California likely to get use tax look up table - SB 86 and AB 110

In California, SB 86 and AB 110, that are moving along, having passed in Assembly and Senate. One of the provisions in this legislation is to start using a "look up" table for use tax for taxable purchases under $1,000. This means that individuals do not need to keep records of every purchase they make for which they were not charged use tax. They can instead opt to use the "look-up" table which based on their income, will tell them what amount they can report on the use tax line on their state income tax form. For any purchase of an item costing $1,000 or more they would have to keep track of such purchase and add its use tax to the table amount. The table is optional; buyers could keep records instead.

I have suggesting this since at least 2007 as one of a few ways to improve use tax collection and make it easier. So I am very pleased to see this improvement. It had been included in AB 1957 as amended on March 25, 2008, but that bill was not enacted.

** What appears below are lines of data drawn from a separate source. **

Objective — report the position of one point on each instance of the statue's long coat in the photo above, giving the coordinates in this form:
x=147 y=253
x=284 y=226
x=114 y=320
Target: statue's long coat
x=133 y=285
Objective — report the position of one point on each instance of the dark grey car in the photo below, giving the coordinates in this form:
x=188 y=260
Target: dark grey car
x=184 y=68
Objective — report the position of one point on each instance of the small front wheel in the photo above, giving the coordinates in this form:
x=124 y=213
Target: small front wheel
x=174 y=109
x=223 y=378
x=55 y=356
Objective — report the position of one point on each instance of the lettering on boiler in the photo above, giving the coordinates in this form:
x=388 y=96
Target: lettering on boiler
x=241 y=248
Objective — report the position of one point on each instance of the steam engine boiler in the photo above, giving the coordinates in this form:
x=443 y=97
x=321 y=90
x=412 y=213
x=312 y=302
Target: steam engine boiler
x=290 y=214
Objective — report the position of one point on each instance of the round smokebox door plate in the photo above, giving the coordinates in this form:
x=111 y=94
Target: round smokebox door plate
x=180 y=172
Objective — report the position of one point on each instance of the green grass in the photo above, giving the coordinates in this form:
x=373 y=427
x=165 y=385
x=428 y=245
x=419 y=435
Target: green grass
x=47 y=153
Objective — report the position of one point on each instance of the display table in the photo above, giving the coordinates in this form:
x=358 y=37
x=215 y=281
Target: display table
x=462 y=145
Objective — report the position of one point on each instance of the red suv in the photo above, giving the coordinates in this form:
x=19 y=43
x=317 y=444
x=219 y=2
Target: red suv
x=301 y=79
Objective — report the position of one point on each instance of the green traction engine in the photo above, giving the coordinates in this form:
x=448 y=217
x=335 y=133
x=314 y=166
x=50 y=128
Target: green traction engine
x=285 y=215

What does a look-up table look like? Well, examples exist because other states, including New York and Michigan, have been using them for a while. I included examples in testimony I submitted to the Assembly Revenue & Taxation Committee for their use tax hearing on 2/28/11 (see picture at end of this blog post or see page 11 of my testimony for a nice one-page explanation of use tax that Michigan provides to its taxpayers - here).

I think the look-up table is going to cause more people to report use tax. Hopefully the line on the 540 for use tax will direct people to the table and tax prep software will likely ask if people want to use the look up table or report actual (and ask if any individual purchase was $1,000 or more). The bill includes a revenue estimate of $10 million annually (including a portion that belongs to local government). This is NOT a tax increase because the tax is already on the books (since 1935!) it just makes it easier for people to pay their tax.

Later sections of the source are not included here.